Une décision intéressante quant à la mise en cause du vétérinaire - La Semaine Vétérinaire n° 1940 du 15/04/2022
La Semaine Vétérinaire n° 1940 du 15/04/2022

Jurisprudence

ENTREPRISE

Auteur(s) : Par maître Céline Peccavy

Cette jurisprudence apporte un éclairage sur de la vente d’un chien dans le cas où les dispositions spécifiques n’imposent pas de dépistage génétique…

Le 25 mars 2017, Mme V., dont l’élevage se situe en Seine-et-Marne (77), a cédé aux époux A., résidant à 50 km au nord de Limoges, un chiot de race cavalier king Charles nommé Noucky pour une destination de compagnie. Le prix est fixé à 950 euros. La particularité de cette vente, qui va ressurgir lors de la procédure judiciaire, est que les époux A. n’ont pas du tout géré l’achat, hormis le paiement. C’est leur fille, habitant dans le 77, qui a effectué la réservation et viendra prendre possession du chiot.

Premier examen vétérinaire. Respectant ses obligations légales (L214-8 du code rural), Mme V. a fait examiner le chiot avant sa délivrance. Dans ce cadre, le docteur D. atteste, le 24 février 2017, que tout est normal et que le chien présente juste une petite hernie ombilicale.

Soucis du chiot. En septembre 2018, Noucky se verra diagnostiquer une microphtalmie gauche associée à une cataracte bilatérale. S’ensuivront plusieurs interventions chirurgicales réalisées par un spécialiste en ophtalmologie exerçant dans le 77.

Double saisine de la justice. Les époux A. rendent responsables des soucis de leur chien non seulement l’éleveur mais aussi le vétérinaire qui a examiné le chiot avant sa cession. Ils saisissent le tribunal judiciaire de Melun le 1er août 2019 à l’encontre des deux.

Fondements judiciaires et demandes. L’action ayant été introduite plus de deux années après la cession du chien, la garantie de conformité n’a plus cours. Il n’y a pas non plus de garantie des vices cachés, dans la mesure où l’acte de cession l’avait écartée. Cela n’a pas pour autant découragé les époux A. S’appuyant sur une attestation du spécialiste ayant opéré le chien, ils soutiennent que les défendeurs ont commis une faute dans la mesure où l’examen ophtalmologique nécessaire lors de la vente d’un chien de race aurait dû permettre de mettre en évidence ce vice caché pour le futur propriétaire. Ils ajoutent que, quand bien même les parents de Noucky seraient cliniquement indemnes de maladies, l’élevage aurait dû les informer quant au risque particulièrement important, selon eux, de cataracte. Ces certitudes vont aboutir à des demandes indemnitaires notables : 6 190,84 € au titre des frais vétérinaires et 2 850 € au titre des frais de déplacement pour faire soigner le chien. En effet, les époux A., qui habitent donc dans la région de Limoges, ont choisi de faire suivre et opérer leur chien en région parisienne (toujours dans le 77). Il en est résulté neuf déplacements et plus de 7 000 Km. Pour eux, ces frais devraient à l’évidence leur être remboursés.

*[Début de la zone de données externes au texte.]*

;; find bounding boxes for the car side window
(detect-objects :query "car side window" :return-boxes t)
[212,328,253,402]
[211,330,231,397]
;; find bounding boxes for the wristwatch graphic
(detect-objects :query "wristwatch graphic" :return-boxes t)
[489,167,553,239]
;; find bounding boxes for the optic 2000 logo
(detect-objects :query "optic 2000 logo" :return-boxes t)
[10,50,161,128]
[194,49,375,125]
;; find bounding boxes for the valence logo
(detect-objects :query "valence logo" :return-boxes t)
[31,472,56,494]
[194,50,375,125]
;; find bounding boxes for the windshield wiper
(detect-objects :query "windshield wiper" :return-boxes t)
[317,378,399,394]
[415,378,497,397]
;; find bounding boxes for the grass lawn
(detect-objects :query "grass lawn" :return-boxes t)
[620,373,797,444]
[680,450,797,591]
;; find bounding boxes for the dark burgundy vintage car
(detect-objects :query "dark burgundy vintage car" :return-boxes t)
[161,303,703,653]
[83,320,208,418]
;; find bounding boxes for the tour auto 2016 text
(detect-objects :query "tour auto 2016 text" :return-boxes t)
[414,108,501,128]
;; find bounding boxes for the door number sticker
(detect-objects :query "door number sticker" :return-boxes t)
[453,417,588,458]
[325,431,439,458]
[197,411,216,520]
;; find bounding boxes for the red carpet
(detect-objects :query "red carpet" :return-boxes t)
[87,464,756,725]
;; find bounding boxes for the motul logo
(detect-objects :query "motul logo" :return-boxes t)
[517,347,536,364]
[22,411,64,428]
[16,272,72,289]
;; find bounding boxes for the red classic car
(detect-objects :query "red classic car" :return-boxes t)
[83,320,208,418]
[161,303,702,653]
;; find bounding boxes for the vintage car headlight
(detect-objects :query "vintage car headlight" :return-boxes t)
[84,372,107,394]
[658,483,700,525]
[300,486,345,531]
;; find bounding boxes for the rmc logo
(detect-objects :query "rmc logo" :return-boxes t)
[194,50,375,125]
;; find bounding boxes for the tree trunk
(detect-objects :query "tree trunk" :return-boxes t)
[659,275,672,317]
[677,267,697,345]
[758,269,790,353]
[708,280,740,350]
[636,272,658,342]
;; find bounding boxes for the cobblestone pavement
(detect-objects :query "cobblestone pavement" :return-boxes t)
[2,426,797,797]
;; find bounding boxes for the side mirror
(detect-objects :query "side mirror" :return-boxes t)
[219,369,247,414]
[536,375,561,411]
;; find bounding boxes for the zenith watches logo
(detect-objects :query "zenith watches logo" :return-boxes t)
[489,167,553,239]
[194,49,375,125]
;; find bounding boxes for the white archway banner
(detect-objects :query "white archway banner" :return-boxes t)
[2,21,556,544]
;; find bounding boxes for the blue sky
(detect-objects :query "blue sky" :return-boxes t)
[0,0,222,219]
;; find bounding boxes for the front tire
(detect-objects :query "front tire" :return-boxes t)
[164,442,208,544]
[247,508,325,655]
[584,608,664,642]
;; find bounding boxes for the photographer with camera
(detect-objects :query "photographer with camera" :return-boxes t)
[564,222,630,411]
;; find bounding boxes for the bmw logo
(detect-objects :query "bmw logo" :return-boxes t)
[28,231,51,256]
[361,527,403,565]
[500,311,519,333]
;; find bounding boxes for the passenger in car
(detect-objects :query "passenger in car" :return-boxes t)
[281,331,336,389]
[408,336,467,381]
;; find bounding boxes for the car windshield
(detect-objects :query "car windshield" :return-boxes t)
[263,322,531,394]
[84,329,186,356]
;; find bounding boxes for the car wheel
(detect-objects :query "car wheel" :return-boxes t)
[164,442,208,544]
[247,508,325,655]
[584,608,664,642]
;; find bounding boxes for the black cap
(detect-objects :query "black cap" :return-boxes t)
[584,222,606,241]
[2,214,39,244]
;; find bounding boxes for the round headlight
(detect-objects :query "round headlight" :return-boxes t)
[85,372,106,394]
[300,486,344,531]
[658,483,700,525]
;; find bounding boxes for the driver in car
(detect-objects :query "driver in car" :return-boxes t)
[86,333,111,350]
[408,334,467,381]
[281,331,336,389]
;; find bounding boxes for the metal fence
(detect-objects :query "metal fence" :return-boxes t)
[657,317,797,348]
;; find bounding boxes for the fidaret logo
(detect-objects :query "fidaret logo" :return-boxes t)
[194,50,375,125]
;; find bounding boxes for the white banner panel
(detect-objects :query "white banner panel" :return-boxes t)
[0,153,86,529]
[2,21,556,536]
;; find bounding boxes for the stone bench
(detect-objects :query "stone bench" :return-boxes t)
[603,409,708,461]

Défense de l’éleveur et du vétérinaire. Les deux défenses se rejoignent et concluent toutes deux au fait que le code rural n’impose nullement au praticien d’effectuer un examen approfondi. L’éleveur va par ailleurs rappeler que les deux parents de Noucky sont indemnes de toute pathologie oculaire et qu’il n’existe pas, à ce jour, de test génétique pour la cataracte chez le cavalier king Charles. Il lui était donc impossible, en faisant reproduire deux chiens cliniquement indemnes, de savoir que certains chiots pourraient être atteints.

Se fondant sur les textes relatifs à l’obligation d’information, mais aussi sur l’article D214-32-2 du code rural qui détaille l’examen vétérinaire avant vente, le tribunal va ainsi juger que « ces dispositions spécifiques n’imposent pas de dépistage génétique de l’animal et n’exigent pas que soit portée à la connaissance de l’acheteur l’existence d’un risque d’expression d’un gène présent hypothétiquement chez l’animal ». Le couple A. a donc été totalement débouté de ses demandes.

  • Source : commentaire du jugement rendu par le tribunal judiciaire de Melun le 27 janvier 2022.